On the Ram & VRAM tab, have you checked the link to make sure the Nvidia Stable Diffusion memory settings aren't disabled? https://nvidia.custhelp.com/app/answers/detail/a_id/5490/~/system-memory-fallback-for-stable-diffusion

This setting allows Windows machines to extend their VRAM memory into System RAM if needed. If its been turned off, you can only use the 12GB of VRAM that you have.

Thanks

KuShiro189 · 2024-04-30T16:44:20Z

appreciated the quick response!

i had not used stable diffusion before, and have not set anything about the memory settings
i did attempted to set both the python.exe in the text gen webUI env and the global nvidia settings to have the memory settings on, and restarted the finetune.py script

but the finetune script still gives the following error:
torch.cuda.OutOfMemoryError: CUDA out of memory. Tried to allocate 14.00 MiB. GPU 0 has a total capacity of 11.99 GiB of which 4.93 GiB is free. Of the allocated memory 5.69 GiB is allocated by PyTorch, and 119.24 MiB is reserved by PyTorch but unallocated. If reserved but unallocated memory is large try setting PYTORCH_CUDA_ALLOC_CONF=expandable_segments:True to avoid fragmentation. See documentation for Memory Management (https://pytorch.org/docs/stable/notes/cuda.html#environment-variables)

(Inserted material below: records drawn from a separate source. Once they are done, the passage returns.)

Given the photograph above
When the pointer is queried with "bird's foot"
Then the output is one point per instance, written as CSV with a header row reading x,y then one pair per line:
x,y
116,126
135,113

on a side note, on my RAM & VRAM tab, the GPU information and vram did not show up and only shows the system RAM, despite that my GPU is still being utilized by the finetune script as far as i've seen it in task manager. perhaps the issues might be about it?
edit: maybe i should try updating my alltalk_tts?

sorry for taking long to reply, my PC crashed during another attempt like above

erew123 · 2024-04-30T17:11:38Z

Hi @KuShiro189

The article is called "Stable Diffusion memory fallback" by Nvidia, though the actual setting is "CUDA - Sysmem Fallback Policy" and it changes the way the Nvidia driver works with memory allocation. They should have called it something better and less confusing.

If you haven't, I would 110% suggest you check if that setting has been changed by something else as other applications can change it.

Its the only setting that I know of for Windows that will have any effect on the VRAM memory allocation.

I've just run through a finetuning process to confirm all is working. The default behaviour you should see when it runs is that as the 1st Epoch comes to an end, with a 12GB GPU, the Shared memory should start to increase. This is the "CUDA - Sysmem Fallback Policy" in operation, allowing the GPU to use System RAM when it runs out of memory.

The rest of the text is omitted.